試合後、助っ人の表情が晴れることはなかった。二回1死走者なしで迎えた第1打席。フルカウントから外角140キロ直球を右方向へはじき返すと、いつもの浜風が消えていた。
そのまま右翼ポール際に飛び込み「何が来るか分からなかったので振りすぎないことを意識した」。チームトップタイとなる15号ソロで奪った先制点。だが宿敵に2本の2ランで反撃されると、ひっくり返す力はなかった。マートン自身も六回の第3打席、九回の第4打席と連続して併殺打に倒れた。
逆転勝利は8月24日の中日戦以降、12試合も遠ざかっている和田阪神。試合前には桧山が現役引退を発表し、勝負強い打撃で何度もゲームを決めてきた男が今季限りでチームを去ることが決まった。
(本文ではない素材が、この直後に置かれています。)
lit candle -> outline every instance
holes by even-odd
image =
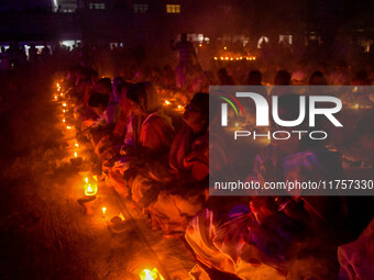
[[[125,219],[124,219],[124,216],[123,216],[123,214],[122,214],[122,213],[120,213],[118,216],[119,216],[119,217],[122,220],[122,222],[124,222],[124,221],[125,221]]]
[[[164,280],[162,275],[158,272],[156,268],[150,270],[150,269],[143,269],[139,273],[141,280]]]

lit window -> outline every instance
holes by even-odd
[[[134,13],[145,13],[148,10],[148,4],[134,4]]]
[[[106,4],[105,3],[89,3],[89,9],[103,10],[106,9]]]
[[[166,12],[167,13],[180,13],[180,4],[167,4]]]

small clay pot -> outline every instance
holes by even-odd
[[[73,157],[70,158],[70,163],[74,167],[78,167],[81,165],[81,163],[84,161],[82,157]]]
[[[78,199],[78,203],[79,205],[81,205],[82,208],[85,208],[85,212],[87,215],[91,215],[94,214],[94,203],[92,201],[96,200],[96,195],[92,197],[84,197]]]

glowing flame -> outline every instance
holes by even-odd
[[[118,216],[122,220],[122,222],[125,221],[125,219],[124,219],[122,213],[120,213]]]
[[[141,280],[164,280],[156,268],[150,270],[144,269],[139,273]]]
[[[98,186],[97,184],[91,186],[90,183],[88,183],[85,188],[85,194],[87,197],[95,195],[97,192],[98,192]]]

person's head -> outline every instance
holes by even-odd
[[[132,112],[140,115],[151,113],[161,107],[160,99],[151,82],[139,82],[131,86],[127,93],[127,100]]]
[[[88,105],[92,108],[96,114],[102,114],[109,104],[109,96],[100,92],[92,93],[88,99]]]
[[[95,85],[95,90],[100,93],[111,94],[112,81],[110,78],[101,78]]]
[[[278,98],[278,116],[283,121],[294,121],[297,120],[300,113],[300,96],[298,94],[285,94]],[[308,104],[306,104],[308,108]],[[305,116],[304,120],[308,120],[308,115]],[[275,131],[282,131],[284,133],[278,133],[278,138],[285,139],[275,139],[272,138],[272,144],[282,148],[282,150],[286,154],[294,154],[300,152],[306,146],[305,135],[301,134],[301,139],[299,139],[298,134],[292,133],[292,131],[307,131],[304,127],[305,122],[296,127],[285,127],[279,126],[272,120],[272,133]],[[288,132],[288,134],[286,133]],[[290,135],[289,138],[287,136]]]
[[[249,86],[261,86],[262,82],[262,74],[258,70],[250,71],[246,80],[246,85]]]
[[[207,130],[209,125],[209,94],[204,92],[195,93],[186,107],[183,119],[196,134]]]
[[[309,86],[327,86],[328,82],[321,71],[315,71],[310,75]]]
[[[278,70],[274,78],[275,86],[289,86],[290,75],[286,70]]]

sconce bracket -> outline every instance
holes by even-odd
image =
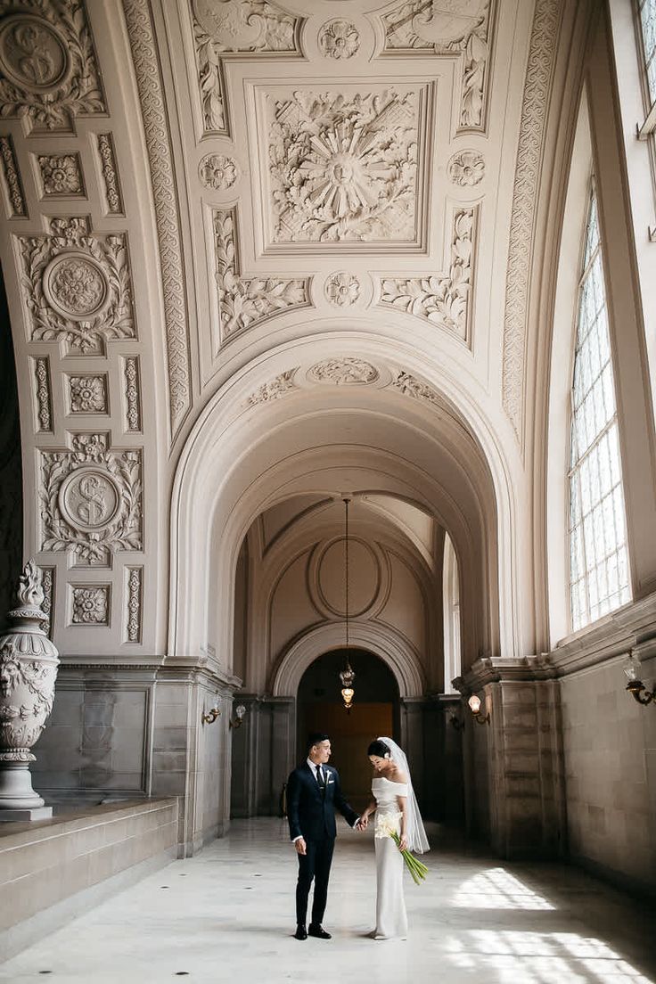
[[[626,684],[626,690],[629,694],[632,694],[637,703],[641,704],[643,707],[646,707],[652,702],[654,702],[654,706],[656,707],[656,691],[647,690],[641,680],[629,680]]]

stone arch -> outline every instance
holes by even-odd
[[[334,353],[335,345],[345,357],[368,358],[387,384],[308,386],[309,367]],[[413,392],[396,385],[400,377],[413,381]],[[276,391],[278,382],[293,379],[298,386]],[[334,431],[335,420],[347,413],[359,414],[369,428],[357,447],[330,441],[328,418],[332,414]],[[321,433],[303,445],[297,438],[307,421]],[[391,451],[384,447],[392,440]],[[277,457],[275,442],[283,449]],[[398,340],[331,332],[281,344],[234,373],[186,442],[172,496],[169,662],[207,649],[225,665],[232,581],[247,529],[263,510],[299,491],[334,492],[329,471],[340,467],[358,471],[360,488],[419,503],[451,532],[470,592],[463,597],[471,630],[467,635],[463,626],[468,663],[481,651],[510,654],[531,645],[532,627],[519,624],[524,609],[515,600],[528,572],[522,580],[515,569],[524,553],[512,534],[511,469],[486,418],[484,396],[472,398]],[[210,605],[208,591],[215,585],[220,591]],[[506,598],[503,609],[500,596]]]
[[[323,652],[343,646],[345,623],[328,622],[305,633],[288,646],[270,680],[273,697],[295,698],[307,668]],[[391,670],[400,698],[421,696],[424,673],[412,646],[390,626],[349,622],[349,646],[369,649]]]

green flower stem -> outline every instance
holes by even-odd
[[[401,838],[396,833],[396,831],[391,830],[389,836],[398,847],[400,845]],[[425,864],[419,861],[414,856],[414,854],[411,854],[410,851],[408,850],[401,851],[401,854],[403,855],[403,860],[405,862],[405,865],[408,871],[410,872],[410,875],[412,876],[412,881],[415,883],[415,885],[421,885],[421,883],[428,875],[428,868],[426,867]]]

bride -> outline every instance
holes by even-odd
[[[429,850],[405,755],[391,738],[378,738],[367,750],[376,773],[373,799],[360,817],[364,830],[376,813],[376,929],[375,940],[405,939],[408,918],[403,898],[403,850]],[[388,834],[395,830],[398,847]]]

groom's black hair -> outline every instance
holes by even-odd
[[[324,734],[323,731],[311,731],[310,734],[308,735],[308,741],[306,745],[307,750],[309,752],[313,745],[319,745],[323,741],[329,741],[329,740],[330,736]]]

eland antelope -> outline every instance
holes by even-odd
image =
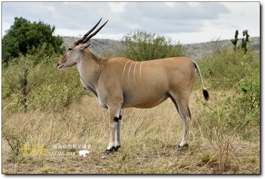
[[[188,144],[192,118],[189,101],[195,82],[195,69],[204,98],[208,101],[209,98],[197,64],[183,56],[143,62],[124,56],[99,58],[88,48],[92,42],[86,43],[107,22],[90,35],[100,20],[82,38],[69,46],[57,66],[62,70],[76,65],[84,88],[93,93],[100,104],[108,110],[110,140],[105,153],[108,154],[121,147],[121,109],[151,108],[168,98],[174,103],[183,123],[182,140],[178,149],[181,150]]]

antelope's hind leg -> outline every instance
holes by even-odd
[[[192,116],[189,105],[188,100],[178,101],[172,96],[170,97],[178,113],[180,116],[183,123],[183,134],[181,143],[178,147],[177,151],[181,151],[183,147],[188,146],[189,138],[192,121]]]
[[[105,154],[107,155],[117,150],[121,147],[121,109],[118,110],[113,110],[111,108],[109,108],[109,113],[110,137],[109,146],[105,152]],[[118,114],[119,115],[117,115]]]

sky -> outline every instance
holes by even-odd
[[[81,37],[102,18],[94,39],[119,40],[135,29],[183,44],[260,37],[259,2],[2,2],[2,36],[17,17],[55,27],[54,35]]]

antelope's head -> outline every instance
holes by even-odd
[[[91,45],[92,42],[88,44],[86,43],[93,36],[95,35],[107,22],[108,21],[102,25],[93,34],[89,35],[97,27],[100,22],[101,19],[98,22],[94,27],[84,35],[83,37],[77,40],[72,45],[69,46],[63,58],[57,64],[58,68],[63,69],[66,68],[71,68],[76,64],[77,61],[80,58],[80,53],[84,50],[87,49]]]

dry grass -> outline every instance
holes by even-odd
[[[207,119],[199,118],[202,107],[193,95],[189,146],[182,152],[176,147],[181,140],[182,122],[170,100],[152,108],[124,109],[122,147],[108,156],[104,153],[109,140],[107,111],[96,97],[84,97],[63,115],[40,110],[7,114],[4,109],[2,173],[260,173],[259,129],[253,128],[256,136],[251,140],[233,133],[222,134],[219,140],[218,130],[215,139],[209,140],[206,133]],[[15,151],[17,142],[16,156],[11,146]],[[25,144],[31,148],[43,145],[45,154],[30,156],[29,150],[23,156]],[[55,144],[90,144],[91,148],[83,157],[78,154],[80,149],[53,149]],[[65,155],[49,154],[61,152]]]

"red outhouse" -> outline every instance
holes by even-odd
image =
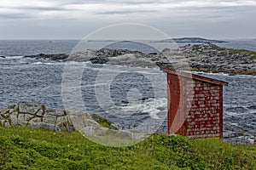
[[[168,83],[168,134],[223,137],[223,86],[228,83],[189,72],[164,70]]]

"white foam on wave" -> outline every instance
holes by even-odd
[[[148,113],[152,119],[160,119],[158,114],[167,105],[167,99],[148,99],[144,101],[131,101],[127,105],[122,106],[124,112]]]
[[[8,59],[8,60],[14,60],[14,59],[22,59],[24,56],[5,56],[4,58],[0,59]]]

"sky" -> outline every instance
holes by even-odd
[[[121,23],[171,37],[256,38],[256,0],[1,0],[0,39],[82,39]]]

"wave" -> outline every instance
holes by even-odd
[[[24,56],[4,56],[4,58],[0,58],[0,59],[10,60],[10,59],[22,59],[22,58],[24,58]]]

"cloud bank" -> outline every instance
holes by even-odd
[[[256,37],[255,9],[254,0],[3,0],[0,36],[79,38],[109,24],[137,22],[172,37]]]

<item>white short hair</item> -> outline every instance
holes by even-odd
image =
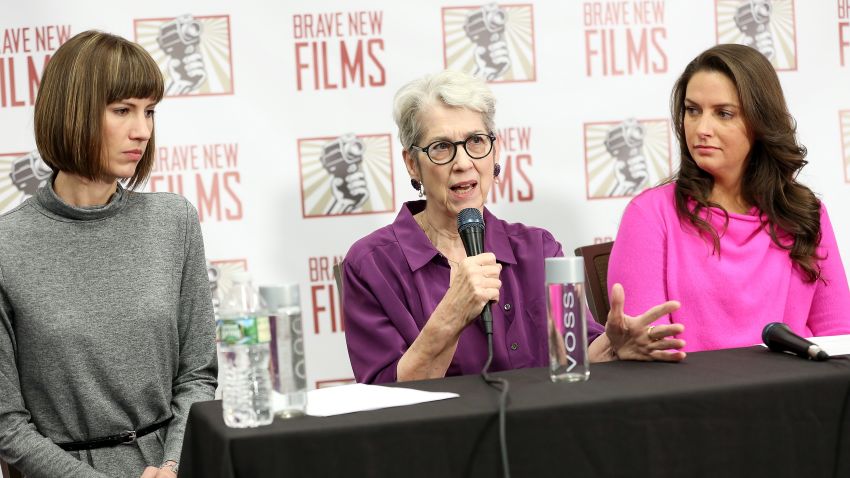
[[[496,97],[487,83],[467,73],[443,70],[413,80],[395,94],[393,120],[404,149],[421,139],[420,114],[438,101],[481,113],[484,126],[489,132],[495,132]]]

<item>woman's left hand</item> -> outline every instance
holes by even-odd
[[[605,335],[616,357],[620,360],[681,362],[685,358],[685,352],[677,349],[684,347],[685,341],[672,336],[681,334],[685,326],[650,325],[662,316],[678,310],[680,304],[671,300],[656,305],[637,317],[631,317],[623,310],[625,302],[623,286],[614,284],[611,288],[611,310],[605,323]]]
[[[171,467],[157,468],[149,466],[145,468],[141,478],[177,478],[177,473],[171,470]]]

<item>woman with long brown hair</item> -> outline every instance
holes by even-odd
[[[770,322],[850,333],[835,235],[797,181],[806,149],[770,62],[742,45],[710,48],[676,82],[671,110],[681,165],[626,208],[608,279],[628,300],[613,313],[680,301],[646,332],[655,340],[661,324],[682,324],[686,351],[759,343]]]

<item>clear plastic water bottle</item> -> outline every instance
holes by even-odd
[[[277,416],[292,418],[307,410],[307,371],[301,293],[298,284],[260,286],[269,311],[272,349],[272,401]]]
[[[224,423],[248,428],[274,418],[269,374],[269,319],[264,315],[247,272],[231,274],[216,318],[219,380]]]

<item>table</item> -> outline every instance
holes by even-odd
[[[850,356],[751,347],[593,364],[584,383],[495,375],[511,384],[514,477],[850,477]],[[197,403],[180,477],[501,476],[496,390],[478,376],[404,386],[461,396],[241,430]]]

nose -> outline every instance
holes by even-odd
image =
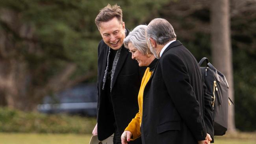
[[[110,35],[110,41],[112,42],[115,42],[115,37],[113,35]]]
[[[132,54],[132,59],[135,59],[135,57],[134,56],[134,54],[133,53]]]

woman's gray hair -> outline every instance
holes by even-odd
[[[173,26],[163,18],[155,18],[149,23],[147,29],[147,39],[151,38],[158,44],[163,45],[176,39]]]
[[[132,42],[132,45],[143,54],[150,52],[146,40],[145,31],[147,26],[140,25],[134,28],[124,40],[124,46],[129,48],[128,44]]]

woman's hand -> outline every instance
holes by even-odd
[[[128,131],[125,131],[121,136],[121,140],[122,144],[127,144],[128,142],[131,140],[131,138],[132,136],[132,133]]]
[[[93,130],[93,135],[98,135],[98,123],[96,124]]]

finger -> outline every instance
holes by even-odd
[[[130,142],[131,140],[132,135],[132,133],[126,133],[126,139],[127,140],[127,141]]]
[[[126,144],[127,140],[126,140],[126,133],[125,131],[121,135],[121,142],[122,142],[122,144]]]

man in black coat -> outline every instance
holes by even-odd
[[[102,40],[98,48],[97,124],[93,131],[100,140],[114,133],[114,144],[138,112],[137,95],[145,68],[123,45],[129,33],[116,4],[102,9],[95,19]],[[141,144],[138,138],[130,144]]]
[[[153,20],[146,33],[148,46],[159,60],[144,90],[143,143],[210,142],[205,125],[212,125],[212,119],[205,124],[203,80],[196,60],[176,41],[166,20]],[[207,104],[211,108],[210,101]]]

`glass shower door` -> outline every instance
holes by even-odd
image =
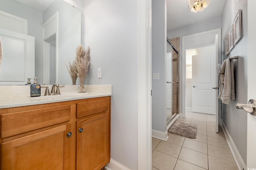
[[[167,124],[172,117],[172,47],[167,41],[166,58]]]

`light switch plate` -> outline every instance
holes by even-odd
[[[159,80],[159,73],[153,73],[153,80]]]
[[[98,68],[98,78],[102,78],[102,68]]]

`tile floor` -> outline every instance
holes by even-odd
[[[196,138],[168,133],[166,141],[152,138],[152,170],[238,170],[219,127],[215,132],[214,115],[186,112],[184,121],[198,126]]]

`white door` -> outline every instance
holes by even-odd
[[[216,54],[216,59],[215,59],[215,82],[216,83],[216,84],[215,84],[216,86],[215,87],[215,102],[216,104],[215,106],[215,131],[216,133],[219,132],[219,118],[218,118],[218,81],[219,81],[219,76],[218,76],[218,67],[217,66],[217,64],[218,63],[218,34],[216,34],[215,35],[215,42],[214,43],[215,45],[215,53]],[[216,86],[216,85],[217,85]]]
[[[255,16],[256,11],[254,6],[256,5],[255,0],[248,0],[248,75],[247,80],[247,101],[242,101],[243,103],[248,103],[250,99],[256,100],[256,90],[255,89],[255,72],[256,71],[256,57],[255,57],[255,47],[256,46],[256,29]],[[245,50],[246,50],[246,48]],[[241,60],[243,59],[242,57]],[[239,58],[238,61],[239,63]],[[238,65],[239,66],[239,64]],[[246,75],[245,75],[246,76]],[[239,89],[237,90],[239,90]],[[241,101],[241,102],[242,102]],[[246,114],[245,113],[244,114]],[[252,116],[247,113],[247,162],[246,166],[248,169],[253,169],[256,168],[255,161],[255,152],[256,151],[256,116]],[[246,125],[244,125],[246,126]]]
[[[192,111],[215,115],[216,93],[215,45],[197,49],[192,56]]]

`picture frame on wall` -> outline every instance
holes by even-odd
[[[229,51],[229,34],[228,34],[227,36],[226,37],[226,38],[225,39],[225,53],[226,56],[228,55],[228,54],[230,53]]]
[[[235,45],[238,43],[242,37],[242,10],[239,9],[234,21],[234,40]]]
[[[228,36],[229,36],[229,42],[228,42],[228,45],[229,45],[229,51],[230,52],[232,51],[232,49],[235,47],[235,44],[234,43],[234,30],[233,29],[233,24],[232,24],[232,26],[231,26],[231,28],[230,28],[229,31],[228,32]]]

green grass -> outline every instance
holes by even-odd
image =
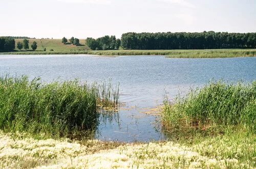
[[[101,55],[163,55],[169,58],[230,58],[256,56],[256,49],[227,49],[202,50],[91,50],[86,45],[85,39],[80,39],[82,46],[63,44],[61,39],[35,39],[29,40],[30,50],[19,51],[17,48],[14,51],[2,52],[2,54],[88,54]],[[15,39],[16,44],[22,42],[23,39]],[[34,41],[37,43],[37,49],[31,50],[30,46]],[[43,51],[46,48],[46,51]],[[53,49],[53,51],[50,51]]]
[[[164,102],[163,124],[168,130],[199,129],[221,132],[227,126],[256,131],[256,81],[250,84],[212,82]]]
[[[0,129],[76,136],[95,129],[98,108],[115,106],[118,95],[118,89],[110,84],[76,80],[45,83],[39,78],[6,75],[0,77]]]
[[[173,102],[166,98],[161,116],[163,130],[172,141],[225,161],[225,168],[256,167],[256,81],[210,82]]]

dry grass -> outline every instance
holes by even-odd
[[[79,39],[80,43],[82,46],[77,46],[73,44],[63,44],[61,43],[61,39],[29,39],[29,49],[31,50],[31,44],[33,42],[35,41],[37,43],[37,48],[36,51],[42,51],[45,48],[46,48],[46,51],[50,51],[50,49],[53,49],[54,51],[67,52],[76,50],[89,50],[89,47],[85,45],[85,39]],[[15,39],[15,44],[18,42],[23,42],[23,39]],[[15,46],[15,50],[19,51]],[[22,49],[22,51],[26,51]]]

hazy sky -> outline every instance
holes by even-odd
[[[256,32],[256,0],[0,0],[0,36]]]

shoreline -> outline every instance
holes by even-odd
[[[176,49],[176,50],[113,50],[70,51],[12,51],[0,52],[2,55],[90,54],[95,56],[163,55],[170,58],[219,58],[256,57],[256,49]]]

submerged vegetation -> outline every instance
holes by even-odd
[[[0,77],[0,129],[57,137],[93,130],[98,105],[118,103],[118,89],[111,85]]]
[[[249,84],[210,82],[191,90],[175,103],[164,102],[162,119],[168,130],[212,130],[227,127],[256,131],[256,81]]]
[[[165,100],[162,121],[171,141],[60,138],[93,129],[99,106],[118,104],[118,89],[105,81],[89,85],[78,80],[46,83],[26,76],[0,78],[0,167],[256,167],[255,81],[210,82],[178,96],[174,103]],[[38,134],[48,136],[35,136]],[[45,139],[49,137],[55,139]]]

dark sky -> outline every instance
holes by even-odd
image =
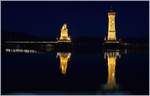
[[[119,38],[149,36],[148,1],[8,1],[2,2],[2,32],[22,32],[35,36],[56,37],[64,22],[71,37],[104,38],[107,32],[107,12],[116,14]]]

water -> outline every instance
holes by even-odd
[[[108,60],[109,59],[109,60]],[[148,51],[2,54],[2,94],[148,94]]]

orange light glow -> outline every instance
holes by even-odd
[[[67,24],[64,24],[60,30],[60,42],[71,42],[71,38],[68,35]]]
[[[71,57],[71,53],[57,53],[59,56],[60,60],[60,70],[63,75],[66,74],[67,66],[68,66],[68,61]]]

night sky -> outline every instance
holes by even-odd
[[[109,9],[117,12],[118,38],[148,38],[148,1],[3,1],[2,32],[57,37],[66,22],[72,38],[87,36],[104,39]]]

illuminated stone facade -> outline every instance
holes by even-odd
[[[68,34],[67,24],[64,24],[60,30],[59,42],[71,42],[71,39]]]
[[[115,12],[108,12],[108,35],[107,40],[116,41]]]

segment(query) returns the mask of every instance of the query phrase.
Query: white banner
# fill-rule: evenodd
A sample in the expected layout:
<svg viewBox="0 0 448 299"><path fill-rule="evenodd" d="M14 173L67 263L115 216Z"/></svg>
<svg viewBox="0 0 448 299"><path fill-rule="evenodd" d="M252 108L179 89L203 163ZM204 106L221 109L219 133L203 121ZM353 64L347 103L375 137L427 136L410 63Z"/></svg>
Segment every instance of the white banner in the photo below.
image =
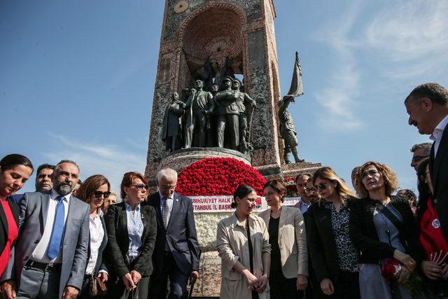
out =
<svg viewBox="0 0 448 299"><path fill-rule="evenodd" d="M195 213L218 213L234 211L230 207L233 202L233 195L189 196L193 203ZM284 204L288 206L295 204L299 197L285 197ZM255 200L254 211L260 212L267 209L264 197L258 196Z"/></svg>

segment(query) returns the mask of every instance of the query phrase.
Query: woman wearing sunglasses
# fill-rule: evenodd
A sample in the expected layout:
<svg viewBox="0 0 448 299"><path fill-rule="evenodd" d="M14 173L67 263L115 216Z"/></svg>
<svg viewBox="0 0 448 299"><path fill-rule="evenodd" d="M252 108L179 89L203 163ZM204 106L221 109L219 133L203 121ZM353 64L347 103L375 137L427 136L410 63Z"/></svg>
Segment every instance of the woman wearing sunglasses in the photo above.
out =
<svg viewBox="0 0 448 299"><path fill-rule="evenodd" d="M108 258L112 268L109 270L113 273L107 298L148 297L157 221L154 208L141 204L148 189L145 176L135 172L125 173L121 182L122 201L110 206L106 214Z"/></svg>
<svg viewBox="0 0 448 299"><path fill-rule="evenodd" d="M107 268L103 263L103 251L107 244L104 214L111 184L104 176L95 174L88 178L78 190L76 197L90 205L89 259L79 298L90 298L90 282L94 277L105 283L108 279Z"/></svg>
<svg viewBox="0 0 448 299"><path fill-rule="evenodd" d="M257 193L240 185L233 193L235 211L218 224L216 250L221 258L222 299L267 299L271 246L265 221L252 211Z"/></svg>
<svg viewBox="0 0 448 299"><path fill-rule="evenodd" d="M359 168L357 183L363 198L350 207L350 233L361 264L361 298L410 298L402 283L415 270L420 251L407 200L392 195L397 176L387 165L368 162ZM394 271L388 275L389 268Z"/></svg>
<svg viewBox="0 0 448 299"><path fill-rule="evenodd" d="M10 248L18 236L19 207L8 196L17 193L33 172L25 156L13 153L0 160L0 275L8 265Z"/></svg>
<svg viewBox="0 0 448 299"><path fill-rule="evenodd" d="M270 286L271 299L303 296L308 285L307 234L300 209L283 204L286 186L279 180L263 186L270 209L258 214L267 226L271 244Z"/></svg>
<svg viewBox="0 0 448 299"><path fill-rule="evenodd" d="M305 213L312 264L322 293L359 298L357 251L349 235L349 208L356 195L330 167L318 169L313 184L321 199Z"/></svg>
マートンも「もちろん彼の経験もすごいけど、野球に取り組む姿勢、キャンプに入ってきたときにしっかりトレーニングをしていた」と影響を受けた1人だ。
昨季までの主戦場は右翼。試合前のシートノック、代打稼業であるにもかかわらず桧山の姿がそこにあった。芝生の上で一緒に打球を追い、懸命に走る姿を目の当たりにしてきた。「44歳になっても試合前の準備をしっかりやっている。しっかり走って、体を鍛えている姿を4年間、見ていたので敬意を持っています」。アメリカでは見られなかった姿に、助っ人は大きな感銘を受けていた。
それは他の選手も同じ。節目の日だからこそ勝利をプレゼントしたかった。シーズンも残り24試合。ベテランを最高の形で送り出すために、一つでも多くの白星がほしい。